I was patting myself on the back, thinking I'd done a pretty good job getting my first kid ready for kindergarten. He can read, he can write, and he loves math above all else. We visited the school, practiced opening his lunch box, and purchased everything on his school supply list.
But in this first month of kindergarten, I realized I'd missed a very important lesson: conformity.
Color inside the lines. Every parent does what they think is best for their kid, and for me, I never wanted my kid to color inside the lines. Literally. My son never saw a coloring book, but he went through reams and reams of blank copy paper.
Then in kindergarten, there are suddenly formal rules about coloring (really, it's outlined on a chart). Color in the lines. Use a color that makes sense. Color in all the spaces. Yesterday, my son brought home a sheaf of coloring pages he'd been assigned at school. I know girls in his class who are coloring geniuses, and it broke my heart to see his haphazard, stray marks.
Cue coloring books.
Max out screentime.
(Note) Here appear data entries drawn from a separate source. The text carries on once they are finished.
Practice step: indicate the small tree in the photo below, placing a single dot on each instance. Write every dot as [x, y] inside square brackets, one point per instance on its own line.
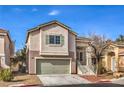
[98, 44]
[120, 38]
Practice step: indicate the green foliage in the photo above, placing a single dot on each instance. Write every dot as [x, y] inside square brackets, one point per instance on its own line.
[120, 38]
[6, 75]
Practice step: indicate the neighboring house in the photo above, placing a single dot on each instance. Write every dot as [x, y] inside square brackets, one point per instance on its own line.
[6, 49]
[53, 48]
[113, 59]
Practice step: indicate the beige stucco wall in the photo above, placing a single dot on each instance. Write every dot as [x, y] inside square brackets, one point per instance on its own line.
[37, 46]
[107, 58]
[1, 45]
[47, 49]
[72, 43]
[5, 51]
[34, 41]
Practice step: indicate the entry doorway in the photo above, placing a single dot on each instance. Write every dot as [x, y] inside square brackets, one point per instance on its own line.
[113, 64]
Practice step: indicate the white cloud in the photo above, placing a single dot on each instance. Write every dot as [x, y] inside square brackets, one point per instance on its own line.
[54, 12]
[34, 10]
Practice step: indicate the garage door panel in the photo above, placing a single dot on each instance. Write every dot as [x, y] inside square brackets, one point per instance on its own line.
[45, 66]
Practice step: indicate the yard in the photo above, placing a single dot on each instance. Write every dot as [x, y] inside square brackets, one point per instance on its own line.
[22, 79]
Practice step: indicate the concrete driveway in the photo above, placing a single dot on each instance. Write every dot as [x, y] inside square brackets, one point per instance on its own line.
[60, 80]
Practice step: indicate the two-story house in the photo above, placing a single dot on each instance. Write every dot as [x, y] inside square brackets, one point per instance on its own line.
[53, 48]
[6, 49]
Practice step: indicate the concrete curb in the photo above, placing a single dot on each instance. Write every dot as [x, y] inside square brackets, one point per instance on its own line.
[117, 79]
[24, 85]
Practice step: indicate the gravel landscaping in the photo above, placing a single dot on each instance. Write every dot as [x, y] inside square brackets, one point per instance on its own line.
[22, 79]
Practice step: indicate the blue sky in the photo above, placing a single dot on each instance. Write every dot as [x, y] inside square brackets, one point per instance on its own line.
[107, 20]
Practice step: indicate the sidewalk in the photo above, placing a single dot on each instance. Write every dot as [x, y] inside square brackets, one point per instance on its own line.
[96, 79]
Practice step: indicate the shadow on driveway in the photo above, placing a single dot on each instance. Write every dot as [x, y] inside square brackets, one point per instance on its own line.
[93, 85]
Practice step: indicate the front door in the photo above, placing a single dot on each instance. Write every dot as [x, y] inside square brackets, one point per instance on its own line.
[0, 61]
[113, 64]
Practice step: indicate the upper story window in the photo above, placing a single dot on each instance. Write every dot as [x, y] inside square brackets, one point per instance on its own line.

None of us had computers in kindergarten, because they didn't exist. On Monday afternoons, my son goes to his technology special and sits down at a Mac in the computer lab. Up until now, we've been an intentionally screen-free house. This kid doesn't even know what a TV does, much less browsers and URLs.
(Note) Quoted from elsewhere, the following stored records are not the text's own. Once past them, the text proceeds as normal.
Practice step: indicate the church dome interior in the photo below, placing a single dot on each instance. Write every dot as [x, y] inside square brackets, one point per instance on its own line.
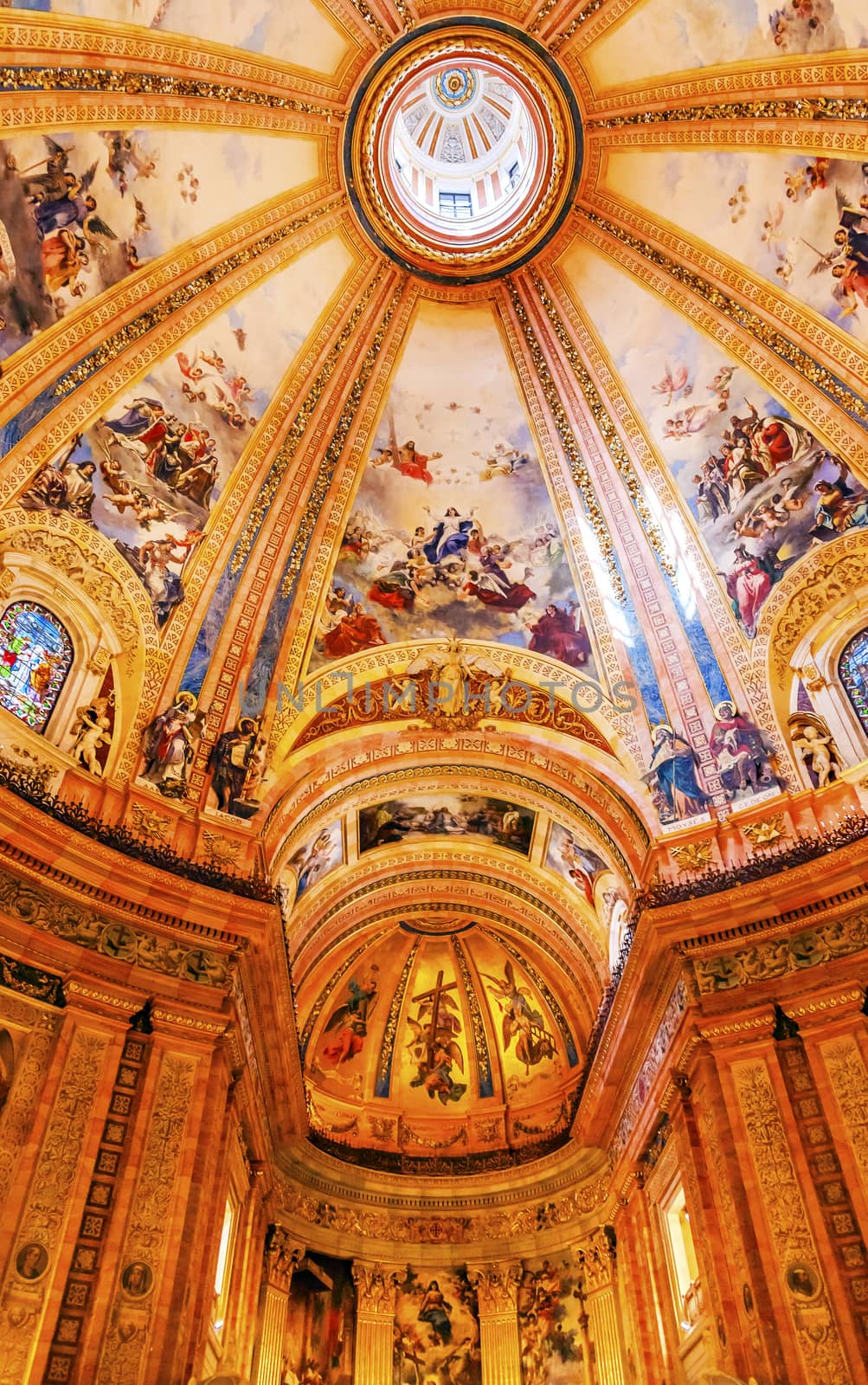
[434, 692]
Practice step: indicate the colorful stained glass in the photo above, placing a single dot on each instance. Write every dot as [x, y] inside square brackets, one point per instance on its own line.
[853, 672]
[35, 658]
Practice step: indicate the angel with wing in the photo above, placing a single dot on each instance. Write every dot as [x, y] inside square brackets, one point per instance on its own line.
[521, 1021]
[452, 669]
[349, 1022]
[676, 381]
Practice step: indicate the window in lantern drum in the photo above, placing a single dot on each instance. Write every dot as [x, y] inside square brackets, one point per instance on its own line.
[853, 672]
[35, 658]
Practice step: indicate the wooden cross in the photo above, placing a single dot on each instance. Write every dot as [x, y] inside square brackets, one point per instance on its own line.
[434, 995]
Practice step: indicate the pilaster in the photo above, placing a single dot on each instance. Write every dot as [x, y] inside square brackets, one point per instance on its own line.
[376, 1287]
[498, 1338]
[281, 1255]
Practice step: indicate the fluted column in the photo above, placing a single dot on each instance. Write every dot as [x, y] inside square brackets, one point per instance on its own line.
[374, 1323]
[597, 1264]
[498, 1340]
[280, 1259]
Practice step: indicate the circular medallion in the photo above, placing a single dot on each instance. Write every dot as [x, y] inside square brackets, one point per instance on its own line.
[463, 150]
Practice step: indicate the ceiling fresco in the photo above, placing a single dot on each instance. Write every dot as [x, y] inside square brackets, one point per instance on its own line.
[453, 530]
[80, 211]
[798, 221]
[660, 36]
[304, 34]
[450, 593]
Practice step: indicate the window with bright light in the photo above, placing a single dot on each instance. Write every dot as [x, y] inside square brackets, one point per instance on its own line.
[459, 205]
[222, 1272]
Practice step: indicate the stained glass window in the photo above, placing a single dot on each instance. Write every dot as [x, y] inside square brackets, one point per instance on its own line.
[853, 673]
[35, 658]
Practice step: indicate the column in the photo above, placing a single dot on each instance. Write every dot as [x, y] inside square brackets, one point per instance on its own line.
[55, 1176]
[374, 1323]
[281, 1257]
[597, 1262]
[498, 1341]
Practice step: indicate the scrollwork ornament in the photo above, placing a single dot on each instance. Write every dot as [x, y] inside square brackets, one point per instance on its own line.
[374, 1288]
[787, 1218]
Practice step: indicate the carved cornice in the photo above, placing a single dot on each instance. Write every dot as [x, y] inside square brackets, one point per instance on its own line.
[820, 380]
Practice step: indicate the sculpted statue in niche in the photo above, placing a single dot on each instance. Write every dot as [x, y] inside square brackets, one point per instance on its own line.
[816, 747]
[672, 777]
[238, 766]
[168, 745]
[741, 752]
[92, 731]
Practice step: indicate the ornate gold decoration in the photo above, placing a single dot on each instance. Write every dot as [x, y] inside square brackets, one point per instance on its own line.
[784, 1208]
[496, 1288]
[20, 758]
[295, 433]
[796, 952]
[219, 851]
[387, 1225]
[374, 1288]
[692, 856]
[150, 1221]
[846, 1070]
[380, 701]
[122, 82]
[373, 23]
[180, 297]
[766, 831]
[749, 322]
[784, 108]
[23, 1302]
[803, 597]
[82, 557]
[69, 38]
[608, 431]
[334, 449]
[111, 938]
[150, 824]
[576, 463]
[281, 1257]
[41, 1029]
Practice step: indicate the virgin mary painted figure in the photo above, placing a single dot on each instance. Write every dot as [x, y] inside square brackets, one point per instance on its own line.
[673, 775]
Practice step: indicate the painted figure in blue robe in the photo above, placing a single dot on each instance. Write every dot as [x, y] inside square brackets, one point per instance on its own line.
[449, 538]
[435, 1311]
[673, 776]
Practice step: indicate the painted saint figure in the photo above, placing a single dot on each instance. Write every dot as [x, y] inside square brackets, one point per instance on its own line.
[673, 775]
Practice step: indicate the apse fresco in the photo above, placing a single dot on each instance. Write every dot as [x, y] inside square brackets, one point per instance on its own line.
[344, 1047]
[678, 35]
[577, 865]
[82, 209]
[318, 1347]
[436, 1330]
[300, 34]
[148, 473]
[316, 859]
[549, 1311]
[762, 488]
[799, 222]
[453, 531]
[35, 658]
[530, 1049]
[459, 816]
I get a mouse and sit him down at pbskids.org.
Teach to the test. My 5-year-old has never taken a test before. Now hand him a test booklet and a number 2 pencil. Even if he knows the information stone cold, he won't know to fill in the answer bubble. A, B or C? This is October of kindergarten, and my son is schedule for his first exam next week.
I order practice tests from Amazon.
Six hours a day, that's 30 hours a week my kindergartener is away from me. It feels like a very long time, and I'm always worrying, is he cold? Is he hungry? Does he need to poop? I hope he is doing okay, because kindergarten is where he belongs. Don't get me wrong, I am a huge fan of the teacher and the school. But I'm feeling very lucky I graduated from kindergarten in 1987. I remember loving kindergarten, because back then, all we did was play.